Laman dailymail.co.uk pada 19 Januari lalu memberitakan bahwa adanya mata uang Malaysia dan Indonesia (RM1 dan pecahan Rp2,000 dan Rp10,000) beserta sejumlah catatan di apartemen dimana Abdulkadir Masharipov dan 4 lainnya ditangkap polisi Turki.
Pihak keamanan Turki mengidentifikasi Masharipov berasal dari Uzbekiztan dan pernah dilatih ISIS di Afganistan.
Apakah ada kemungkinan pelaku pernah ke Indonesia, Martinus mengatakan pihaknya harus berkordinasi dengan berbagai pihak seperti otoritas Turki dan imigrasi terkait hal tersebut.
“Akan kami cek dulu, ini harus tanya ke otoritas Turki, imigrasi dan lain-lain,” ujarnya.
Menanggapi hal itu, Ridlwan menilai gambar dan informasi tersebut masih sumir dan pemerintah tidak perlu paranoid atas pemberitaan tersebut.

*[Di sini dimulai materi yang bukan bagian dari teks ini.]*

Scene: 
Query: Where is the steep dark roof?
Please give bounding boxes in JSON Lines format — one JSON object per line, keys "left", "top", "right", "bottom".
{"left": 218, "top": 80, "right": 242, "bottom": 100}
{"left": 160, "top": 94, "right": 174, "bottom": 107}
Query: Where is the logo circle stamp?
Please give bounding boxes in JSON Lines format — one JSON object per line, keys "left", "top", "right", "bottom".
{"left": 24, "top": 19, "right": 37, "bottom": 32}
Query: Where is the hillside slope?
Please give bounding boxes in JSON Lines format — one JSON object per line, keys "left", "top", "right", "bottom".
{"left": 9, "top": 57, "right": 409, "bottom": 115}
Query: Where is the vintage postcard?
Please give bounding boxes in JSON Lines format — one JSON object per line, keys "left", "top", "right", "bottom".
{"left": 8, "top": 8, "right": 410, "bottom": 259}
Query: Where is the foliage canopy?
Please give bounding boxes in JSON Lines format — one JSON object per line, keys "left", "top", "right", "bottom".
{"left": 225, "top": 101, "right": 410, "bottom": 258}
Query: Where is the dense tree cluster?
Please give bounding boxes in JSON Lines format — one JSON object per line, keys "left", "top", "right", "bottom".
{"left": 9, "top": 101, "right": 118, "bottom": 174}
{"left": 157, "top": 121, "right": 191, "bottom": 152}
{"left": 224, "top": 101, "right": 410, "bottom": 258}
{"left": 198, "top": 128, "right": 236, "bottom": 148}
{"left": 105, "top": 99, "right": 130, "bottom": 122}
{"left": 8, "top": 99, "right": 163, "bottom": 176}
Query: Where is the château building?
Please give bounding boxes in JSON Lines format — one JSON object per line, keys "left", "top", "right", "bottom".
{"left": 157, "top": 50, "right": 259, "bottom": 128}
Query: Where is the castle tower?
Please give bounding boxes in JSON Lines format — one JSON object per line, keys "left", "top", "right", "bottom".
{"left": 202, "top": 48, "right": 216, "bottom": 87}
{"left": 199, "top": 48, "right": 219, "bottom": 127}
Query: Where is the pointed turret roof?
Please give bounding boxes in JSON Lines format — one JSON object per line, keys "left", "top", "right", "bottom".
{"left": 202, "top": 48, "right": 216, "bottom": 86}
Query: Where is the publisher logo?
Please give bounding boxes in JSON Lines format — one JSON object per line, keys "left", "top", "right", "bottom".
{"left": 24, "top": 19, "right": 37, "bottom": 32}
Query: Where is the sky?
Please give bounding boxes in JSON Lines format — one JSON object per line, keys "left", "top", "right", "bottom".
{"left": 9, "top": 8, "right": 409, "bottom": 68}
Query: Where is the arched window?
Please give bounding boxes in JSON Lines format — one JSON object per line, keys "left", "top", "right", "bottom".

“Saya kira mereka lebih berinteraksi dengan gerilyawan WNI di Suriah, kemudian ada tukar uang. Itu lazim di kalangan kombatan sebagai tanda persahabatan,” katanya.
“Kalau sampai (pernah) berkunjung ke Indonesia, saya rasa sulit sekali ke sini.”
Harits juga menyatakan hal senada.
“Bukan berarti punya Rupiah kemudian yang bersangkutan pernah berkunjung ke sini. Bisa saja saling tukar antar teman, itu biasa,” pungkasnya.